Überhaupt sah man Zoe Haziz nur sehr selten in diesen Gegenden ihrer Heimatstadt New York. Die Rotlichtmeile des Vampirviertels war nun mal kein Ort für junge Frauen; Jägerin hin oder her. Sie hätte diesen Auftrag auch locker einem ihrer Kollegen auf's Auge drücken können, aber dazu war er zu persönlich. Einer von Illiums Vampiren war ausgebrochen. Er hätte nur noch zwei Tage gehabt. Nur noch 48 Stunden, bis der hundertjährige Vertrag im Dienste eines Engels vorüber war und für diese verhältnismäßig kurze Zeit, riskierte dieser Dummkopf alles. Verärgert über diese sinnlose Tat, schüttelte Zoe leicht den Kopf. Manchmal verstand sie die Unsterblichen wirklich nicht. Und Illium war noch nicht einmal ein Meister, bei dem sich Stunden wie Jahre anfühlten. Er ließ seinen Erschaffenen die größtmögliche Freiheit, verlangte so gut wie nie ihre Dienste. Deswegen wusste er wahrscheinlich auch noch nichts von dem Eidbrecher. So gesehen befand sich Zoe auf hauchdünnem Eis des Gesetztes. Denn dies war keine offizielle Jagd.

Es war mehr oder weniger ein Zufall gewesen, dass sie von dem Vorfall mitbekommen hatte. Eine Nachbarin des Vampirs hatte bei ihrer Mutter, der Gildedirektorin Sara Haziz angerufen und von einem größeren Tumult in der Wohnung nebenan berichtet. Da Zoe gerade sowieso nichts zu tun hatte, hatte sie sich angeboten hinzufahren. Die Gegend, in die sie geschickt wurde, war nicht gerade die beste. Aber sie wusste, dass man gerade deswegen hier zusammenhielt und aufeinander aufpasste, was auch den unverzüglichen Anruf der Nachbarin erklärte.

Doch als sie an dem grauen, schon halb zerfallenen Blockhaus ankam, spürte sie bereits an der Eingangstür, dass etwas nicht stimmte. Die Klingeln schienen alle nicht zu funktionieren oder waren erst gar nicht mehr vorhanden. Aber obwohl sie nichts erwartete, klopfte sie leise an die nur angelehnte Eingangstür.
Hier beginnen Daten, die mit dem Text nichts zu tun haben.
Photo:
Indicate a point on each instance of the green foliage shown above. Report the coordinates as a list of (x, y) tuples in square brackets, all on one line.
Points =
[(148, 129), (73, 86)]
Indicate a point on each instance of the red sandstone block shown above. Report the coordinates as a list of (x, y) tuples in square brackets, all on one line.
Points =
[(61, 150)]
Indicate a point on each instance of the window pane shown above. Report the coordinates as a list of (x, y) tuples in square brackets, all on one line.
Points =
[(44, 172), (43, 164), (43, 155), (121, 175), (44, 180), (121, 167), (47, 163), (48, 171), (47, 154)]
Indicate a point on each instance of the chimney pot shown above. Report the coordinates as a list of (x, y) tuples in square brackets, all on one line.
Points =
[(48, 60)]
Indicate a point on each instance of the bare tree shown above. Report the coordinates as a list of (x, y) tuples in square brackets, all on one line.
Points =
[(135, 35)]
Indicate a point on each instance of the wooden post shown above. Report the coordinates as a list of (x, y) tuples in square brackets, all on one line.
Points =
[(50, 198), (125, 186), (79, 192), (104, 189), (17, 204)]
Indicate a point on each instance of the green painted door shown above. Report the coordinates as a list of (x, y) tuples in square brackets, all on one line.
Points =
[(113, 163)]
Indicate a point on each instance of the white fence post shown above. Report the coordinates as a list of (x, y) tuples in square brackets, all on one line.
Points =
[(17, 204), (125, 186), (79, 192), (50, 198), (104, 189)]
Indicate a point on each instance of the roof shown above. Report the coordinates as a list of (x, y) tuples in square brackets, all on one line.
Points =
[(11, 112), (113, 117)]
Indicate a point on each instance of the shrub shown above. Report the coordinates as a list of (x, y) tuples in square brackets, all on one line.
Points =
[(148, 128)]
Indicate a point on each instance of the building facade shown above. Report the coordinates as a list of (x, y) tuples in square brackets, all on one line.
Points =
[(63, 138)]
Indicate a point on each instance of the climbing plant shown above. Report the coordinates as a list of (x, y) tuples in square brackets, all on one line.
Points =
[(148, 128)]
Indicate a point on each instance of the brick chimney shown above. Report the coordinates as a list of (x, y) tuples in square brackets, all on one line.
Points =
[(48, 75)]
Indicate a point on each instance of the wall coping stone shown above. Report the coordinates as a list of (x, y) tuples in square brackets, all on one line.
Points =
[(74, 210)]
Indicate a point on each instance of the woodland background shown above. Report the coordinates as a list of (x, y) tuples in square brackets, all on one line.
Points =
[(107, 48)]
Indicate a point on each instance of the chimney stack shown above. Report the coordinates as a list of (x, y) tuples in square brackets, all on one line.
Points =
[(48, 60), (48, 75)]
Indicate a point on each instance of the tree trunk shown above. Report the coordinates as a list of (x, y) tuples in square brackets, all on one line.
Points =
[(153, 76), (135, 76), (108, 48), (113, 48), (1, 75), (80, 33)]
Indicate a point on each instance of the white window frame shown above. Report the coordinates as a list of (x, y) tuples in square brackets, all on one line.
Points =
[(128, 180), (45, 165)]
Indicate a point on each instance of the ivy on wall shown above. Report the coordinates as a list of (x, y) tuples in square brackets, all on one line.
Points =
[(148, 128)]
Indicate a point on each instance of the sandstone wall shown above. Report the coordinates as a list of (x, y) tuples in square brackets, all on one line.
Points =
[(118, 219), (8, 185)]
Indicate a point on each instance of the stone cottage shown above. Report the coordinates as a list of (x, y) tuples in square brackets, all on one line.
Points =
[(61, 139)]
Es erschien ihr doch höflicher, als gleich einzubrechen. Indessen kam ihr nur eine gespenstige Stille entgegen, die ihre Sinne sofort in Alarmbereitschaft versetzte. Ehe sie sich versah, lagen zwei lange Messer in ihrer Hand, ihre Schritte wurden leiser, ihre Bewegungen geschmeidiger. Ihr Jagdinstinkt war geweckt.

Auf Zehenspitzen schlich sie von Tür zu Tür, bis sie das kleine Namensschild entdeckt hatte, das sie zu dem Vampir führte, den sie suchte. Auch hier klopfte sie leise an, wobei die ebenfalls nur angelehnte Tür mit einem lauten Quietschen aufschwang. Verärgert darüber tauschte sie das Messer in ihrer rechten Hand gegen eine kleine Pistole aus und stieß mit einem Ruck die Tür ganz auf.

Sofort überfluteten sie die verschiedensten Gerüche, aber zwei waren ganz besonders stark. Der erste erinnerte sie an Weihnachten. Zimt, Vanille, frische Tannen und ein Hauch an Orange lagen in der Luft. Eindeutig ein Vampir. Der zweite war metallisch und kalt. Blut, zu viel Blut. Der Geruch war zu intensiv, zu schwer.

Als sie das Wohnzimmer betrat, verstand sie zuerst gar nicht, was sie dort sah. Ihr Gehirn wollte diese grauenhaften Bilder nicht zu einem Ganzen zusammenfügen. Das Blut war überall. Erst Sekunden später realisierte sie, dass die karmesinrote Flüssigkeit an der Wand keine Farbe war. Sämtliche Möbel waren umgestoßen worden. Die Spuren eines Kampfes hätten nicht deutlicher sein können. Auch war da immer ein monotones Tropfen zu hören. Zuerst vermutete sie, ein Wasserhahn sei nicht zugedreht worden. Aber sie musste feststellen, dass keiner der Hähne überhaupt zu funktionieren schien und doch blieb dieses beständige Geräusch.